Where:  Session A: 10-11:30 AM – Green Library Bing Wing, Room 121A

                Session B: 1:30-2:50 PM – McClatchy Hall

                Session C: 3:15-4:45 PM – Green Library Bing Wing, Room 121A

Presenter: Dr. Stuart W. Shulman

Please RSVP to reserve a seat:http://web.stanford.edu/group/iriss/iriss-forms/discovertext.fb

Participate in this workshop to learn how to build custom machine classifiers for sifting social media data. The topics covered include how to:

  • construct precise social data fetch queries,
  • use Boolean search on resulting archives,
  • filter on metadata or other project attributes,
  • count and set aside duplicates, cluster near-duplicates,
  • crowd source human coding,
  • measure inter-rater reliability,
  • adjudicate coder disagreements, and
  • build high quality word sense and topic disambiguation engines.

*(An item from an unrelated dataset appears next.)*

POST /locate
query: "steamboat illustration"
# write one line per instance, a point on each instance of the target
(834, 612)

DiscoverText collects and cleans up messy Twitter and other text data streams. The workshop covers how to reach and substantiate inferences using a theoretical and applied model informed by a decade of interdisciplinary, NSF-funded research into the text classification problem. Participants will learn how to apply “CoderRank” in machine learning.  The major idea of the workshop is that when training machines for text analysis, researchers should rely on the input of those humans most likely to create a valid observation.

Bio

Dr. Stuart W. Shulman is founder & CEO of Texifter.  He was a Research Associate Professor of Political Science at the University of Massachusetts Amherst and the founding Director of the Qualitative Data Analysis Program (QDAP) at the University of Pittsburgh and at UMass Amherst. Dr. Shulman is Editor Emeritus of the Journal of Information Technology & Politics, the official journal of Information Technology & Politics section of the American Political Science Association.